Ганс Фаллада - У нас дома в далекие времена
Но я к этому не привык, и никто не придумал чего-либо нового, чем мог бы отвести свою душу Фридеман. Я по-прежнему оставался мишенью его безжалостных насмешек. Он изобретал все новые и новые варианты, тут его голова работала безотказно. Пока в одну из перемен я в отчаянии не кинулся на этого верзилу: подпрыгнув, я сорвал с него очки и расцарапал ему лицо. Мое нападение было для него столь неожиданным, что он упал. Я сидел на нем верхом и с чувством необычайного удовлетворения колотил его, а он, здоровенный парень, даже ни разу не осмелился ударить меня, слабака!
Да, вот тут-то и выяснилось, что язва Фридеман отъявленный трус.

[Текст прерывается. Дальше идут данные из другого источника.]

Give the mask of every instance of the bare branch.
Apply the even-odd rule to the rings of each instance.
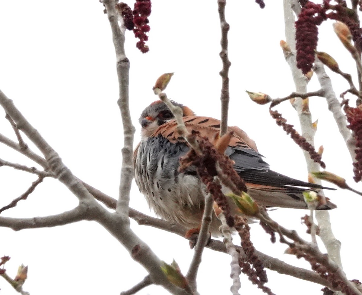
[[[285,21],[286,37],[287,43],[290,46],[292,51],[292,54],[289,55],[288,57],[286,59],[290,68],[293,76],[293,80],[295,84],[296,90],[298,92],[306,92],[307,91],[307,78],[302,74],[302,71],[297,68],[296,63],[295,60],[295,57],[294,52],[295,51],[295,34],[294,30],[294,16],[292,12],[292,9],[294,10],[295,13],[298,15],[300,12],[300,6],[296,0],[283,0],[283,6],[284,10],[284,18]],[[321,64],[321,63],[319,60],[316,61],[316,63],[318,63]],[[320,68],[323,68],[321,66]],[[316,73],[318,74],[317,72]],[[327,82],[327,81],[326,81]],[[329,88],[331,86],[331,88]],[[325,92],[326,97],[334,94],[331,85],[321,84],[322,89]],[[327,89],[327,87],[328,87]],[[335,95],[334,95],[335,97]],[[327,99],[327,100],[328,99]],[[329,99],[332,99],[332,97]],[[302,131],[302,135],[304,138],[309,139],[309,143],[314,146],[313,138],[315,131],[313,129],[312,125],[311,116],[310,112],[309,111],[302,111],[301,103],[299,101],[300,100],[297,99],[295,104],[296,109],[298,112],[298,116]],[[344,119],[345,122],[345,118]],[[340,132],[342,126],[338,126]],[[343,130],[345,133],[344,130]],[[350,131],[349,131],[350,133]],[[304,153],[304,157],[307,163],[308,171],[317,171],[319,170],[319,168],[318,165],[311,160],[309,155]],[[319,184],[321,184],[320,181],[317,182]],[[335,260],[334,261],[341,267],[341,262],[340,258],[340,242],[336,239],[332,231],[332,227],[329,221],[329,213],[326,211],[322,212],[323,210],[318,210],[316,212],[316,218],[318,222],[318,225],[320,229],[320,237],[323,243],[325,246],[328,253],[331,257],[333,257]],[[336,241],[334,244],[331,243],[332,241]]]
[[[197,237],[197,242],[195,247],[195,251],[192,260],[189,267],[189,270],[186,275],[191,290],[196,290],[196,277],[199,266],[201,262],[201,256],[204,248],[207,243],[210,234],[209,228],[212,218],[212,204],[214,198],[209,193],[205,196],[205,207],[202,215],[201,227]]]
[[[92,188],[88,188],[88,187],[87,187],[89,192],[96,199],[103,202],[106,205],[108,206],[109,208],[115,209],[115,204],[117,203],[115,199],[108,196],[96,189],[92,188],[92,187],[90,187]],[[185,237],[188,231],[187,229],[179,224],[151,217],[132,208],[130,208],[129,216],[136,221],[140,225],[152,226],[163,230],[165,230],[169,233],[176,234],[183,238]],[[227,253],[226,248],[225,244],[220,241],[211,239],[206,247],[218,252]],[[240,252],[240,255],[244,256],[245,254],[243,252],[242,248],[238,246],[236,246],[236,247],[238,251]],[[297,278],[320,284],[323,286],[326,286],[329,289],[333,289],[331,284],[326,280],[321,278],[318,275],[313,272],[291,265],[281,260],[271,257],[256,250],[255,253],[258,257],[262,261],[264,266],[272,270],[274,270],[279,273],[288,275]]]
[[[88,219],[87,217],[88,210],[87,204],[80,202],[74,209],[55,215],[31,218],[14,218],[0,216],[0,226],[9,227],[16,231],[25,229],[52,227]]]
[[[31,183],[31,185],[30,187],[25,191],[25,192],[22,194],[21,195],[13,200],[8,205],[4,206],[0,209],[0,213],[5,210],[15,207],[17,205],[18,202],[19,201],[21,200],[26,200],[29,195],[34,191],[38,185],[43,182],[43,179],[44,179],[44,177],[39,176],[35,181]]]
[[[362,294],[357,289],[354,284],[347,278],[342,268],[329,258],[328,255],[322,253],[316,245],[311,244],[303,240],[299,236],[296,231],[290,230],[282,226],[272,220],[265,210],[261,210],[258,214],[257,217],[275,231],[280,233],[281,235],[281,241],[282,242],[285,243],[290,246],[291,245],[293,247],[311,255],[317,262],[326,268],[328,274],[335,276],[335,277],[342,282],[349,290],[352,291],[353,292],[356,294]],[[290,243],[287,242],[284,239],[283,235],[292,240],[295,243],[292,244]]]
[[[308,98],[310,96],[320,96],[323,97],[324,96],[324,91],[323,90],[320,89],[316,91],[311,91],[311,92],[306,92],[304,93],[300,93],[296,92],[292,92],[287,96],[286,96],[282,98],[276,98],[273,99],[272,101],[272,103],[270,104],[270,107],[273,108],[276,105],[277,105],[285,101],[286,100],[289,100],[291,98],[295,97],[300,97],[304,99]]]
[[[0,142],[4,143],[13,149],[19,152],[30,160],[33,160],[36,163],[37,163],[44,169],[49,169],[46,161],[43,158],[34,153],[29,148],[26,149],[22,149],[18,144],[1,133],[0,133]]]
[[[321,87],[324,90],[328,109],[333,114],[340,133],[344,140],[352,161],[354,161],[356,156],[354,151],[355,144],[351,130],[347,127],[347,120],[345,115],[342,112],[341,103],[336,96],[331,78],[324,70],[323,64],[317,60],[316,60],[315,64],[314,71],[317,74]]]
[[[220,72],[222,79],[221,87],[221,123],[220,125],[220,136],[226,133],[227,129],[227,117],[229,110],[229,68],[231,63],[229,60],[228,55],[227,33],[230,29],[230,25],[226,22],[225,18],[225,6],[226,0],[218,0],[218,11],[220,19],[221,27],[221,51],[220,56],[223,63],[223,68]]]
[[[55,175],[51,172],[49,171],[42,171],[38,170],[35,167],[29,167],[25,165],[22,165],[16,163],[12,163],[5,161],[0,159],[0,167],[1,166],[7,166],[11,167],[17,170],[21,170],[22,171],[29,172],[33,174],[36,174],[39,177],[43,178],[45,177],[55,177]]]
[[[128,87],[129,81],[130,61],[125,52],[124,32],[118,25],[118,16],[114,1],[103,1],[110,25],[115,51],[117,75],[119,88],[119,98],[117,101],[121,111],[123,127],[124,146],[122,148],[122,166],[121,168],[119,196],[117,204],[117,212],[128,215],[131,184],[134,173],[132,161],[133,137],[135,129],[132,125],[129,103]]]
[[[135,294],[138,291],[152,284],[152,282],[151,281],[150,276],[146,276],[142,281],[136,285],[135,285],[126,291],[121,292],[119,295],[132,295],[132,294]]]
[[[9,115],[9,114],[7,113],[6,113],[6,114],[5,115],[5,118],[10,122],[10,125],[11,125],[11,127],[12,127],[14,132],[15,133],[16,138],[18,139],[18,141],[19,142],[19,146],[20,147],[20,149],[22,150],[26,149],[28,148],[28,144],[24,142],[22,138],[21,137],[21,135],[20,135],[20,133],[19,132],[18,126],[16,126],[16,124],[15,124],[15,122],[14,122],[13,119],[11,118],[11,117]]]

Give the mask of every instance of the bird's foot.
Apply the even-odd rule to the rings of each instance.
[[[197,238],[200,233],[200,227],[196,227],[189,230],[185,235],[185,237],[189,240],[189,245],[190,249],[193,249],[197,243]],[[209,244],[211,240],[211,233],[209,233],[209,237],[206,245]]]

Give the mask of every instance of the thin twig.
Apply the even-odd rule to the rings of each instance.
[[[230,25],[226,22],[225,18],[226,0],[218,0],[218,11],[221,27],[221,51],[220,56],[223,63],[223,68],[220,72],[222,80],[221,86],[221,123],[220,125],[220,136],[226,133],[227,130],[227,117],[229,110],[229,69],[231,63],[229,60],[228,55],[227,33],[230,29]]]
[[[241,273],[239,265],[239,253],[236,251],[235,246],[232,243],[232,238],[230,227],[226,222],[225,215],[220,213],[218,218],[221,221],[220,231],[224,237],[224,243],[226,246],[226,251],[231,256],[231,262],[230,265],[231,266],[231,273],[230,277],[232,279],[232,285],[230,287],[230,291],[233,295],[240,295],[239,289],[241,287],[240,282],[240,274]]]
[[[45,169],[49,169],[48,164],[45,159],[36,153],[31,150],[30,148],[22,149],[19,144],[16,143],[3,134],[0,133],[0,142],[17,151],[36,163],[37,163]]]
[[[21,137],[21,135],[20,135],[20,133],[19,132],[18,126],[16,126],[16,124],[15,124],[15,122],[14,122],[13,119],[11,118],[11,117],[9,115],[9,114],[7,113],[6,113],[6,114],[5,115],[5,118],[10,122],[10,125],[11,125],[14,132],[15,133],[16,138],[18,139],[18,141],[19,142],[19,146],[20,147],[20,149],[23,151],[26,149],[28,148],[28,144],[24,142],[24,140],[23,140],[22,138]]]
[[[90,188],[88,189],[96,199],[104,203],[110,208],[115,209],[115,204],[117,202],[115,199],[108,196],[96,189],[92,188],[92,189]],[[187,229],[179,224],[151,217],[131,208],[130,208],[129,216],[130,217],[136,221],[139,225],[152,226],[165,230],[169,233],[176,234],[183,238],[185,237],[185,235],[188,231]],[[227,253],[226,247],[220,241],[212,239],[206,247],[215,251]],[[240,255],[244,255],[243,254],[242,248],[239,246],[236,246],[236,247]],[[264,266],[267,268],[274,270],[281,274],[287,274],[301,279],[320,284],[323,286],[327,286],[329,289],[333,289],[331,284],[326,280],[321,278],[318,275],[313,272],[291,265],[279,259],[258,251],[256,251],[256,253],[263,261]]]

Весь класс был тому свидетелем, и с этого момента ни Фридемана, ни его насмешек, можно считать, больше не существовало. Через несколько дней, оправившись после моей атаки, он сделал было еще одну-единственную попытку заговорить о моих заплатах, но его сразу же одернули:
— Ты, Фридеман, заткнись! С этим покончено раз и навсегда!
Я добился, что к моим заплатам притерпелись, но достиг этим немногого. По-прежнему я оставался отверженным. На переменах никто со мной не общался, никто не желал быть моим другом. Так, постепенно меня все больше и больше охватывало глубочайшее уныние, которое плохо отражалось на учебе. Должен сказать, что этому способствовало еще одно печальное обстоятельство: в нашей гимназии тогда подвизались несколько учителей, которые были чем угодно, только не педагогами. На мой жалкий, запуганный вид в конце концов обратил бы внимание любой мало-мальски наблюдательный человек, но только не эти наставники подрастающего поколения.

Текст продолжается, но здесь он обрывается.